In today’s highly polarized political environment, lawyers find themselves in the crosshairs. Representing high profile, unpopular causes or clients can result in not only the loss of a job, but also accusations of professional misconduct from state bar organizations. For example, several lawyers involved in lawsuits regarding the outcome of the 2020 election are facing disciplinary actions, including Texas Attorney General Ken Paxton, Sidney Powell, Professor John Eastman, and Jeffrey Bossert Clark. A new organization called the 65 Project—which is dedicated to holding accountable lawyers “who raise fraudulent claims to overturn legitimate election results, while also creating a rule-based system to prevent future attempts and to strengthen mechanisms for accountability and deterrence”—is also pursuing ethics complaints against additional attorneys.
During the ABA’s 47th Annual National Conference on Professional Responsibility, past and present lawyer regulators participated on a panel entitled, “The History of Regulation: The Pathway to Protecting the Public and Ensuring the Integrity of the Profession.” Panelists included Wallace ‘Gene’ Shipp, Jr., former Bar Counsel in the District of Columbia, Billy L. Walker, Chief Disciplinary Counsel in Utah, Renu M. Brennan, Bar Counsel for the Virginia State Bar, and Lydia E. Lawless, Bar Counsel for the State of Maryland. James J. Grogan, former Deputy Administrator and Chief Counsel of the Illinois Attorney Registration and Disciplinary Commission, moderated.
According to James Grogan, the panel began with a discussion of the National Organization of Bar Counsel (NOBC), which was established in 1965 to “enhance the professionalism and effectiveness of lawyer disciplinary counsel throughout the United States.” He noted that before that, lawyer discipline was haphazard and underfunded with little uniformity in proceedings across the country. Grogan stated:
At the ABA Mid-Year in New Orleans in February 1965, thirteen Bar Counsel converged in a day-long session and opted to create a national organization of lawyer regulators. The founders decided that such a new group would permit Bar Counsel to exchange ideas, circulate briefs & pleadings, and facilitate reciprocal disciplinary procedures.
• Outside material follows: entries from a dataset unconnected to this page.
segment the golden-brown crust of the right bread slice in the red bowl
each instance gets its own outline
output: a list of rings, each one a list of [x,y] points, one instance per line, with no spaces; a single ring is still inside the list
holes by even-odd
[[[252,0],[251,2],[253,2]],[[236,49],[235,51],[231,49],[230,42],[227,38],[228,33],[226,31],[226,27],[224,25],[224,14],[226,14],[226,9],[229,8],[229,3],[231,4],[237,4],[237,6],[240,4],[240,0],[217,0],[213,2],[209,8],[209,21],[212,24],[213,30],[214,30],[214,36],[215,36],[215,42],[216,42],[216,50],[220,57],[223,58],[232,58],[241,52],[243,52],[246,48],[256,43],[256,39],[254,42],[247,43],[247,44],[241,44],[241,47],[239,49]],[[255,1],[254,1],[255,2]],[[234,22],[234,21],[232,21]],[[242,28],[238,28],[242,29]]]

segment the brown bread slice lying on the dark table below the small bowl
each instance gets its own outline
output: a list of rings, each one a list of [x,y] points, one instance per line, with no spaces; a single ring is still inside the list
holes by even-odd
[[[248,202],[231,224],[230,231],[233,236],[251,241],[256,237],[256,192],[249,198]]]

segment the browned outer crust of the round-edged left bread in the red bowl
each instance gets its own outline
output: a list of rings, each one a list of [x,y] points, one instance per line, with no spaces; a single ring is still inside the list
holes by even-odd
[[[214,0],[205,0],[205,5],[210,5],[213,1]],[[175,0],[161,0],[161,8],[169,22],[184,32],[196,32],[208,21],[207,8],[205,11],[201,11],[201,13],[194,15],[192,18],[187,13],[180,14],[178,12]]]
This organization soon came to be known as NOBC. Ironically, another political controversy—the Watergate scandal, which involved several high profile licensed attorneys—soon spurred additional changes in lawyer discipline.
Like bar organizations, the NOBC has expanded its focus in recent decades. The original charter documents emphasized protecting the public and courts against unethical conduct and protecting attorneys from unfounded complaints. Grogan stated that the organization’s values now include “protecting the public, regulating the practice of law in the public interest, promoting respect for the rule of law, ensuring the integrity, professionalism, and competence of legal practitioners and the judiciary, furthering professional well-being, and advancing diversity, equity, and inclusion in the legal profession.”
There were not specific predictions made about what lawyer regulation will look like in the future, but if groups like the 65 Project continue to flourish, lawyers may find it increasingly risky to represent controversial clients.